6. Micro-architecture Speedup Notes

These notes elaborate on the speedups to the Mic-1 micro-architecture in Chapter 4, section 4.4. These new, improved architectures are:

Mic-2: improvements based on adding hardware, figure 4-29
Mic-3: a 4-stage pipeline, figure 4-31
Mic-4: a 7-stage pipeline, figure 4-35

General speed-ups

Reduce the number of clock cycles per instruction
Simplify so that the clock cycle is shorter -> faster clock
Execute more than instruction at a time using parallelism and pipelining

An easy speed-up is to eliminate the Main1 micro-instruction. This "interpreter loop", where Main1 increments PC and fetches the next operand can be included at the end (or near the end) of most instructions.

Mic-2 speed-up: adding hardware

The Mic-2 design adds the following components:

A third bus is added so that we don't have to shuffle parameters over the H register, possibly losing a cycle.
Add an Instruction Fetch Unit (IFU) so that we aren't waiting for instructions and operands to be fetched from memory.
- Concept: get the next few bytes before you need them
- Done in parallel so there's no penalty for doing this
- PC incremented outside of datapath, speeding it up
- See Figure 4-27

Mic-3 speed-up: a 4-stage pipeline

We can introduce parallelism by adding a latch controlling the data for each bus: A, B, C. The impact of this is:

Slices the datapath into 3 micro-steps:
1. Load busses A, B
2. Perform ALU, shift operations
3. Write registers from bus C
Each micro-step is faster, so we can increase the clock speed
Each micro-step is isolated (by latches and registers), so we can execute them independently

The 4th stage of the pipeline is the already-present IFU.

Mic-4 speed-up: A 7-stage pipeline

The change in Mic-4 is introducing parallelism to micro-instruction fetching.

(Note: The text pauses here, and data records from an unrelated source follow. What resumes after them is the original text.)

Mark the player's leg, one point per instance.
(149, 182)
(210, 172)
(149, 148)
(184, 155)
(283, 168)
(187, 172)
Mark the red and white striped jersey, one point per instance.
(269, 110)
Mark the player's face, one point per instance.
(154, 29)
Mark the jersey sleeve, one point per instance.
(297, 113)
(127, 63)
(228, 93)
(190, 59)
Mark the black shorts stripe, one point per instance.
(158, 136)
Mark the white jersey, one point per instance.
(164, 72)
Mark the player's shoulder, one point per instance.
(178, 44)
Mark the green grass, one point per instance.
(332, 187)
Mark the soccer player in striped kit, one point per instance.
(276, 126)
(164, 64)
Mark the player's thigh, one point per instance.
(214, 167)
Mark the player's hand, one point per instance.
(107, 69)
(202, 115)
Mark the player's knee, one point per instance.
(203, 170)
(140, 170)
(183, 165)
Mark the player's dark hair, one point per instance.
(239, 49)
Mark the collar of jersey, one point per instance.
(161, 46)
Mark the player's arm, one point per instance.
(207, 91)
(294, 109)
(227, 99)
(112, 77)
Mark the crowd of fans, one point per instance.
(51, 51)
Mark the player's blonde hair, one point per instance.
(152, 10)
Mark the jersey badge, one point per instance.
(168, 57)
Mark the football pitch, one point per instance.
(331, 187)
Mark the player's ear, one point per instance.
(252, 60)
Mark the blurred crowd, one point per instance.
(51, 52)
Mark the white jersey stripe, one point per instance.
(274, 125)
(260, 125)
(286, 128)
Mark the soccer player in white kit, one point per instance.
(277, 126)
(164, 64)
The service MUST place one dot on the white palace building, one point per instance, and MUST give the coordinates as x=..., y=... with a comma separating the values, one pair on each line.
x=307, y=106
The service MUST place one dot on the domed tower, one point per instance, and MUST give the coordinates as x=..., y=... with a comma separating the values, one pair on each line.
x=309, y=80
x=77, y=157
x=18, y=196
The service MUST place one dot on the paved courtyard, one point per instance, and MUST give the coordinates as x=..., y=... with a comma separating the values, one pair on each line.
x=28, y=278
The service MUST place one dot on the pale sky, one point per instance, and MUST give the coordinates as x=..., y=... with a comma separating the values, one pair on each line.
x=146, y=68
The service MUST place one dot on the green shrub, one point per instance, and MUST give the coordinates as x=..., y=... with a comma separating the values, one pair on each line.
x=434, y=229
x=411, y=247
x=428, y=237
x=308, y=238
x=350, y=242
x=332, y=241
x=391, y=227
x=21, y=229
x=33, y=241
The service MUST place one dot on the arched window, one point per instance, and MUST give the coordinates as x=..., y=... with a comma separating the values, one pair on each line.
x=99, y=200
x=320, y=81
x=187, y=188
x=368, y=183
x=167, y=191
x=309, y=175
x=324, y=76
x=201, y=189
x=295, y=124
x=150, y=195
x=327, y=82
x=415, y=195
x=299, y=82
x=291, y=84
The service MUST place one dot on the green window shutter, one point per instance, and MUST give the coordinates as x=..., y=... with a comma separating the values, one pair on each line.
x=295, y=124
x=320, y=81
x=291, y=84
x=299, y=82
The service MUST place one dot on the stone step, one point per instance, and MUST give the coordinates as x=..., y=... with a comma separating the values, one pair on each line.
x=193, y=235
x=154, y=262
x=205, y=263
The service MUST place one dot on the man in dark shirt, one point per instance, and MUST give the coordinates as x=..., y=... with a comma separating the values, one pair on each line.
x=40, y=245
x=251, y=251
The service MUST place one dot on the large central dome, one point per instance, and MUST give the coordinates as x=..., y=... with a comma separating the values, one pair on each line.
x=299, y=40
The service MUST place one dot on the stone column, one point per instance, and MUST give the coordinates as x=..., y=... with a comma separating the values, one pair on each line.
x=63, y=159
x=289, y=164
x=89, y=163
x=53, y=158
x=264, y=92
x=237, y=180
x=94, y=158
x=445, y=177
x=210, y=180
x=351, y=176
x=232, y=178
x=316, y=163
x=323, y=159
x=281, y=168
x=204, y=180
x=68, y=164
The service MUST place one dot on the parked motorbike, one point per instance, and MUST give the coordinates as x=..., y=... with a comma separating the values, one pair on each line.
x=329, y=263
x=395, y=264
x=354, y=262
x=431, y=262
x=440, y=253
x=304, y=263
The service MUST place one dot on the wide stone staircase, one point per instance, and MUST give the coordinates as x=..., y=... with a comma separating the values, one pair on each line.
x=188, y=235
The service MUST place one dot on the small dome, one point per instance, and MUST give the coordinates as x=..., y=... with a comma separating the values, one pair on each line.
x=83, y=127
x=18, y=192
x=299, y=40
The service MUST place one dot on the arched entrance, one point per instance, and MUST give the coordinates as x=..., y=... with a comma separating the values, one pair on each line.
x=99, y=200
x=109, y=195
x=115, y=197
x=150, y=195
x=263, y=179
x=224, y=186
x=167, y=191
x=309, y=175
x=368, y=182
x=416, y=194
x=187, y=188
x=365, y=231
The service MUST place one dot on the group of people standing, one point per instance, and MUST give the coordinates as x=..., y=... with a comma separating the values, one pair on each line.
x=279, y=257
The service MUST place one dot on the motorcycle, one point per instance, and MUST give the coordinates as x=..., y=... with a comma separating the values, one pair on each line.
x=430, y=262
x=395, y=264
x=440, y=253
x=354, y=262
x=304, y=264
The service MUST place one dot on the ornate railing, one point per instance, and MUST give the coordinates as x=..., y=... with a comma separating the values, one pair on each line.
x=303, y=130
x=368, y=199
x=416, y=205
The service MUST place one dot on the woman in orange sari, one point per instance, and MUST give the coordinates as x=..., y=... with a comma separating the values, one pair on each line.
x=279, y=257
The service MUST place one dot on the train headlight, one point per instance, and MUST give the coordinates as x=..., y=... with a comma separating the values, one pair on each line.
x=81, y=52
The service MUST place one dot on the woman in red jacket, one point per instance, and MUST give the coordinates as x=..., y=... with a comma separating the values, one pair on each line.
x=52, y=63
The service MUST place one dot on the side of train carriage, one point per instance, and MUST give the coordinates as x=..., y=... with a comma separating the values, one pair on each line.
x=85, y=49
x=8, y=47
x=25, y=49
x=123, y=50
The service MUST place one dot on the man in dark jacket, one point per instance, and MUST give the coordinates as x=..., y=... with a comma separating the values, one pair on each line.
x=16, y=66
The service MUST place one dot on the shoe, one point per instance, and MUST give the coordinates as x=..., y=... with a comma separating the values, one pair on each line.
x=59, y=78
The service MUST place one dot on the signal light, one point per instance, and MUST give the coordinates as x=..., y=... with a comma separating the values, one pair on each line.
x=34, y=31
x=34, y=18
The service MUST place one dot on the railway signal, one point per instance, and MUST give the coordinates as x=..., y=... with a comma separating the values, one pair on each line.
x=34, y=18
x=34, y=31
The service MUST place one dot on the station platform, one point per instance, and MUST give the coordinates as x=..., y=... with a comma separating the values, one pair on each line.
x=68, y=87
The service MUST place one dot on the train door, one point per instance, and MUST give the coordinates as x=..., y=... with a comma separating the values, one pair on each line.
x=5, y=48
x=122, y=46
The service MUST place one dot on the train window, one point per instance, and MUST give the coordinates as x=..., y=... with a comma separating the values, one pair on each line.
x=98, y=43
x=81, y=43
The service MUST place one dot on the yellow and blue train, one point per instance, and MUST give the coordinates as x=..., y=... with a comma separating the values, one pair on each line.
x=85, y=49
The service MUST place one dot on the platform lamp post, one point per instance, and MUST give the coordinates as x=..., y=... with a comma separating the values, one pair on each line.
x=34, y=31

This is not very different conceptually from the IFU and its fetching of IJVM instructions. The important bullets are:

Micro-instructions in the ROM must be in order... no more jumping around unless your done with all the micro-instructions for an IJVM instruction.
All the micro-instructions for the current IJVM are loaded into a queue immediately when the IJVM instruction begins.
The control words for the micro-instructions are loaded into MIR1, then MIR2, then MIR3, then MIR4 as the micro-instruction works its way through the datapath.

Author: William Krieger, Nov 2003

CSC 220 Fall 2003